Марч знала: это зависть. Алан бледнел всякий раз, когда Генри Мюррей представлял Холлиса гостям как своего сына. Он никогда с отцом не ладил, разочаровывая его во всем, а теперь еще и потеснен тем, кто «до недавнего времени шампуня в глаза не видел и знать не знает, как в обществе себя вести!». Званый обед ли, празднество — а Холлис сидит себе да листает какой-нибудь из нуднейших юридических учебников отцовской библиотеки. Спросишь что-нибудь — и не подумает ответить. Единственные, кому он откликается, — Генри Мюррей и Марч.

— Почему бы тебе не отправиться туда, где тебя согласны терпеть?

— Почему бы тебе не заткнуться? — отвечает тем же тоном Холлис, даже не взглянув на Алана, который вообще-то лет на восемь старше и вполне уже мужчина, несмотря на свое дурацкое ерничанье.

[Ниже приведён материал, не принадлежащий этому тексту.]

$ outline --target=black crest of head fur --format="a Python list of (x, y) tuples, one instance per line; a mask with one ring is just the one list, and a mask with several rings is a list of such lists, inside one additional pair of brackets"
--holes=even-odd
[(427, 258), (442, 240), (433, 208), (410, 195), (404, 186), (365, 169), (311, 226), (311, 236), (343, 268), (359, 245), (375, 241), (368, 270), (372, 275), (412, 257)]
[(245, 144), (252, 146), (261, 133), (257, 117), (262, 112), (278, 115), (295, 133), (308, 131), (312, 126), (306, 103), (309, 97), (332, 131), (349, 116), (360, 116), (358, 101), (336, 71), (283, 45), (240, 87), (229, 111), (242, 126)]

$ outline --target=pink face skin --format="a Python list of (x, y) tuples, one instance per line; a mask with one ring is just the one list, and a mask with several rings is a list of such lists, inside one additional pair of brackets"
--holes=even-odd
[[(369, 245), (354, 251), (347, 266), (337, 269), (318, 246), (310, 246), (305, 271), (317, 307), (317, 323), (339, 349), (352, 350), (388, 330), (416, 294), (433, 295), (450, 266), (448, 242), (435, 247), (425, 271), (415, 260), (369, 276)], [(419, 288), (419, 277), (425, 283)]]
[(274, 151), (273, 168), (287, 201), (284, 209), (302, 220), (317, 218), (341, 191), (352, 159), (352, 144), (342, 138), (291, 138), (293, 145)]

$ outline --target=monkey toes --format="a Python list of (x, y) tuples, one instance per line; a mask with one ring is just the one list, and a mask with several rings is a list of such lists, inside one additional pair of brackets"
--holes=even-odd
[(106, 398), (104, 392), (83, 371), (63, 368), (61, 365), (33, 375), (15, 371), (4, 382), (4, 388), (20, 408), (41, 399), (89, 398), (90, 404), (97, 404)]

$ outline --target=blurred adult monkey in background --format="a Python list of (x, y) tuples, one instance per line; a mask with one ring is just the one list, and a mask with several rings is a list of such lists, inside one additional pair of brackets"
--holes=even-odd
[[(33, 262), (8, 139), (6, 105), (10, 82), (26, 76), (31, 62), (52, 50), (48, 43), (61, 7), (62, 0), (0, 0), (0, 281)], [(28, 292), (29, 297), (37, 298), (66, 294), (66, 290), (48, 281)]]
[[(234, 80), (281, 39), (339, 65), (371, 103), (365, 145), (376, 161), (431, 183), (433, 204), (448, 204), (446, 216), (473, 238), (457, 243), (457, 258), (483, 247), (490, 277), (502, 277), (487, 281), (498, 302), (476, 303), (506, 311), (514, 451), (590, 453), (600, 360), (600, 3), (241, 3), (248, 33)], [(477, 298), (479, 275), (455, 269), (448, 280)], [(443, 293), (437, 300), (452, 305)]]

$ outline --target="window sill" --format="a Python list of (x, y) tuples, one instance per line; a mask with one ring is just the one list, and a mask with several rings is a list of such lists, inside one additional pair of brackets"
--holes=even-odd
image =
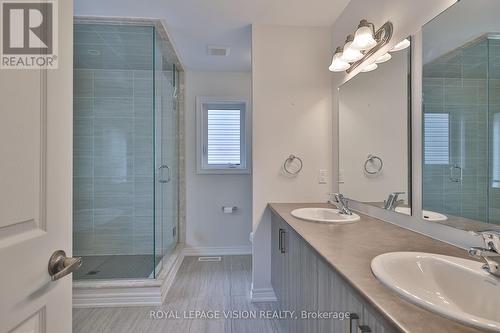
[(250, 175), (250, 169), (197, 169), (198, 175)]

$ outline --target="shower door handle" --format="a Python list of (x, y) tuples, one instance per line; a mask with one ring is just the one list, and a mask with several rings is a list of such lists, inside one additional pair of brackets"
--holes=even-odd
[[(455, 170), (458, 171), (458, 177), (455, 175)], [(455, 164), (450, 167), (450, 181), (453, 183), (460, 183), (463, 179), (463, 171), (460, 165)]]
[(165, 184), (165, 183), (168, 183), (170, 182), (170, 180), (172, 180), (172, 172), (170, 171), (170, 167), (167, 165), (167, 164), (163, 164), (161, 165), (159, 168), (158, 168), (158, 176), (161, 176), (162, 175), (162, 171), (163, 169), (167, 169), (167, 172), (168, 172), (168, 178), (167, 179), (159, 179), (158, 182), (162, 183), (162, 184)]

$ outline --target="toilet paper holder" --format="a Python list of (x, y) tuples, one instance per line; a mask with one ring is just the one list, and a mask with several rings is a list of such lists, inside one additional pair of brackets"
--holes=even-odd
[(236, 207), (236, 206), (222, 206), (222, 212), (224, 214), (232, 214), (237, 210), (238, 210), (238, 207)]

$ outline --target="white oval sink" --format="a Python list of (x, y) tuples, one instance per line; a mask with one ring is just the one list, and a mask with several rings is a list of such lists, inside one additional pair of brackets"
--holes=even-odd
[(319, 223), (353, 223), (360, 219), (357, 214), (340, 214), (338, 209), (331, 208), (299, 208), (292, 210), (291, 214), (301, 220)]
[(500, 279), (473, 260), (392, 252), (372, 260), (373, 274), (403, 298), (442, 316), (500, 332)]
[[(398, 213), (411, 215), (411, 208), (410, 207), (396, 207), (395, 210)], [(437, 212), (432, 212), (430, 210), (422, 211), (422, 218), (424, 220), (432, 221), (432, 222), (446, 221), (448, 219), (448, 217), (446, 215), (443, 215), (443, 214), (437, 213)]]

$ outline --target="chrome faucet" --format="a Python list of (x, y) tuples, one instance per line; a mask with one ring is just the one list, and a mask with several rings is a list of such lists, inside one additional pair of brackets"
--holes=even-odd
[(339, 214), (352, 215), (352, 210), (349, 209), (349, 201), (340, 193), (330, 193), (330, 198), (333, 196), (333, 200), (328, 200), (328, 203), (334, 204), (339, 209)]
[(405, 192), (392, 192), (389, 194), (387, 200), (384, 201), (384, 209), (395, 210), (399, 204), (402, 204), (404, 200), (398, 200), (400, 194), (405, 194)]
[(472, 232), (472, 234), (483, 238), (485, 248), (471, 247), (468, 251), (469, 255), (484, 261), (483, 269), (496, 277), (500, 277), (500, 232), (486, 230)]

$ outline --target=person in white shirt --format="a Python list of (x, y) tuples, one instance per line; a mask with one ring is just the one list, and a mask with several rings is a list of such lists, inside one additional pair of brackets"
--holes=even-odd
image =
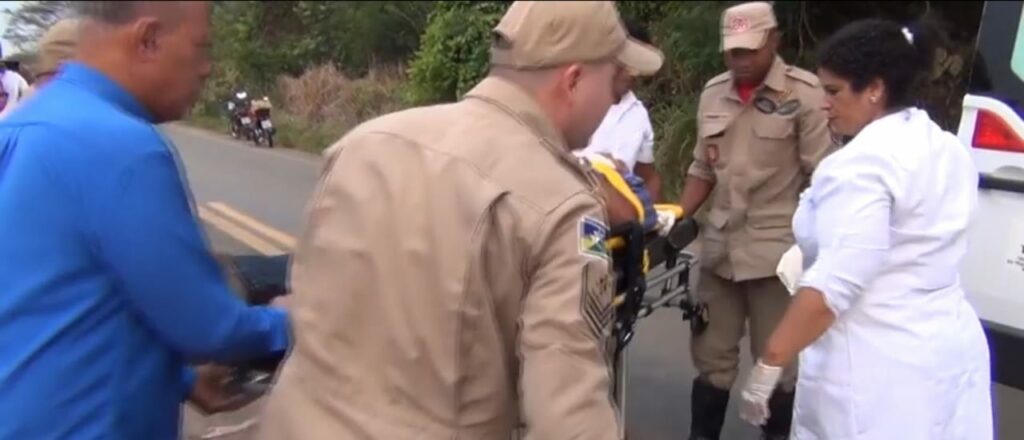
[[(0, 53), (0, 56), (3, 54)], [(7, 104), (0, 109), (0, 118), (7, 116), (15, 107), (18, 106), (18, 101), (28, 93), (28, 81), (25, 78), (11, 69), (8, 69), (6, 65), (0, 64), (0, 87), (3, 87), (4, 92), (7, 93)]]
[[(639, 23), (625, 21), (629, 35), (646, 44), (651, 43), (647, 30)], [(585, 154), (603, 154), (624, 163), (633, 174), (644, 180), (655, 202), (661, 201), (661, 175), (654, 166), (654, 128), (643, 102), (633, 93), (635, 75), (624, 72), (616, 78), (618, 101), (605, 115), (590, 138)]]
[(4, 62), (0, 62), (0, 88), (7, 94), (6, 104), (0, 106), (0, 118), (3, 118), (17, 106), (19, 100), (28, 94), (29, 82), (25, 81), (25, 78), (18, 75), (17, 72), (7, 69), (2, 45), (0, 45), (0, 60), (4, 60)]
[(869, 19), (818, 56), (853, 135), (815, 171), (793, 231), (804, 272), (741, 396), (764, 423), (799, 356), (793, 439), (992, 439), (989, 347), (958, 266), (977, 206), (967, 147), (914, 107), (941, 31)]

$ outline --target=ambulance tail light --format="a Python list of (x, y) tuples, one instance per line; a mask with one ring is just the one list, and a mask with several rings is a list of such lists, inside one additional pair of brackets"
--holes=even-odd
[(1024, 139), (1003, 118), (988, 110), (978, 110), (974, 124), (974, 148), (1024, 153)]

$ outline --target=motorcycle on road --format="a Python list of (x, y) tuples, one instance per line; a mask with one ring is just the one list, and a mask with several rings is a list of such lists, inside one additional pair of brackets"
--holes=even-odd
[(252, 103), (252, 121), (251, 121), (251, 140), (256, 145), (266, 145), (267, 148), (274, 148), (274, 128), (273, 121), (270, 120), (270, 100), (263, 98), (260, 101), (253, 101)]
[(228, 115), (231, 119), (231, 137), (254, 142), (257, 146), (266, 145), (274, 148), (274, 134), (277, 130), (270, 119), (273, 105), (270, 99), (249, 100), (244, 92), (239, 92), (235, 99), (227, 102)]

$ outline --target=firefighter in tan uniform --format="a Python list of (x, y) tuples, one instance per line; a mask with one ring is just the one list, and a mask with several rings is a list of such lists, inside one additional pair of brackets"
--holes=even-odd
[(328, 149), (259, 438), (619, 438), (608, 226), (570, 151), (661, 63), (612, 2), (516, 2), (460, 102)]
[[(691, 340), (699, 373), (692, 440), (719, 438), (748, 323), (757, 358), (786, 310), (789, 294), (775, 269), (794, 242), (790, 223), (799, 194), (835, 148), (817, 77), (787, 65), (778, 44), (768, 3), (726, 10), (722, 49), (729, 71), (708, 81), (700, 97), (694, 161), (680, 201), (691, 213), (711, 196), (698, 286), (708, 327)], [(762, 427), (765, 438), (788, 438), (795, 380), (795, 369), (783, 374)]]

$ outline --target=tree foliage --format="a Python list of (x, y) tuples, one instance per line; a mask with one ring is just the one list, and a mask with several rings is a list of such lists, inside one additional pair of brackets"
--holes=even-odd
[(423, 41), (409, 67), (407, 100), (454, 101), (487, 73), (491, 29), (510, 2), (449, 1), (430, 14)]
[[(406, 105), (454, 101), (487, 73), (491, 29), (510, 3), (215, 2), (216, 71), (204, 101), (219, 102), (231, 88), (243, 85), (251, 93), (274, 98), (279, 94), (277, 85), (282, 83), (282, 76), (297, 78), (326, 65), (337, 68), (353, 84), (367, 72), (371, 73), (367, 78), (372, 78), (375, 66), (408, 65), (406, 78), (398, 81), (404, 83), (402, 86), (389, 80), (387, 87), (366, 89), (374, 91), (372, 96), (391, 90), (396, 96), (400, 94)], [(650, 29), (655, 44), (666, 56), (664, 68), (654, 77), (642, 79), (636, 92), (650, 110), (657, 165), (667, 181), (668, 195), (678, 190), (692, 157), (700, 92), (709, 79), (725, 70), (719, 52), (721, 13), (736, 3), (740, 2), (617, 2), (623, 17), (635, 19)], [(969, 70), (964, 66), (969, 65), (972, 57), (981, 2), (774, 4), (783, 35), (781, 56), (811, 71), (818, 44), (853, 20), (884, 17), (909, 22), (928, 14), (944, 22), (954, 46), (938, 57), (940, 65), (921, 104), (946, 128), (955, 126)], [(387, 102), (353, 108), (391, 108), (397, 102), (383, 101)]]
[(36, 41), (54, 23), (71, 12), (69, 1), (25, 1), (17, 8), (4, 11), (7, 14), (7, 29), (4, 39), (20, 51), (35, 48)]
[(219, 1), (214, 3), (215, 71), (202, 103), (215, 111), (236, 87), (275, 95), (281, 76), (332, 64), (361, 76), (403, 63), (419, 46), (433, 2)]
[[(647, 24), (665, 54), (662, 70), (638, 82), (655, 127), (655, 163), (668, 193), (679, 188), (692, 160), (697, 103), (704, 84), (725, 69), (719, 22), (726, 2), (622, 2), (626, 19)], [(682, 31), (685, 29), (685, 31)]]
[(261, 85), (324, 63), (361, 75), (412, 55), (432, 8), (401, 1), (216, 2), (214, 44), (222, 60)]

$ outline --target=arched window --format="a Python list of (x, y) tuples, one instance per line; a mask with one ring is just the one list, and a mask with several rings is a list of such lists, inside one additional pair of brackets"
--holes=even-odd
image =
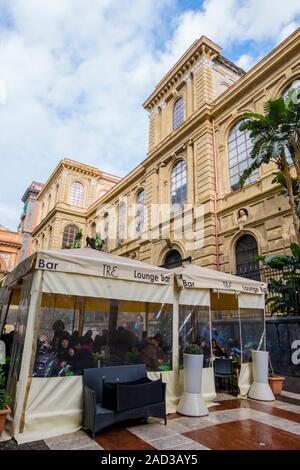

Он рад малейшей возможности унизить мальчишку. На людях обращается с ним будто со слугой, а наедине дает как следует понять, кто здесь лишний, кто здесь приблуда. Частенько проникает в комнату Холлиса, пакостя там вволю. Льет кровь коровьего отела в ящики комода, уничтожая и без того скромный гардероб мальчика и прекрасно зная, что тот скорее станет бессменно носить одно и то же, чем признает поражение. Подкидывает в шкаф навозную кучу. К тому времени, как Холлис определит, откуда несет вонью, все, что Генри Мюррей дал ему — книги, тетради, белье, — пропитается ею насквозь.

Чем добрее их отец к мальчику, тем более жесток Алан. Шла первая зима, как Холлис жил с ними. Отец с подарками вернулся с конференции в Нью-Йорке. Марч досталось изящное золотое ожерелье, а обоим парням — по великолепному карманному ножику, сталь с перламутром. Алан к тому времени окончательно завалил занятия в юридической школе, и теперь тот факт, что к нему и «этому вот существу» отнеслись как к равным, фактически как к братьям, сделал его мрачнее тучи. Когда все сели ужинать, он уже кипел от злости.

— Он слишком мал еще иметь такой нож. Ты мне такого в его возрасте не позволял. Ему вообще доверять нельзя.

— Все у тебя будет хорошо, — сказал участливо Генри Мюррей Холлису, сидевшему от него по левую руку.

— Да ты что, слепой? — вскрикивает Алан.

Миссис Дейл в тот день не было, но она успела приготовить и накрыть им ужин: жареная курица, картошка, зеленые бобы. Алан с силой пихает тарелку, на стол опрокидывается стакан.

— Никто в здравом рассудке не дал бы ему нож в руки. Ты что, с ума сошел?

Если и существовало что-либо на свете, чего Генри Мюррей не выносил, так это люди, которые вели себя нечестно. А таким, очевидно, и был сейчас его сын. Холлис слова не сказал в свое оправдание, и вот что Марч было мучительно видеть: как он не может никому посмотреть в глаза. Мальчик, казалось, свертывался внутрь себя, погружался все глубже и глубже, пока та часть его, что сидела с ними за столом, не стала лишь, крупицей всей его души.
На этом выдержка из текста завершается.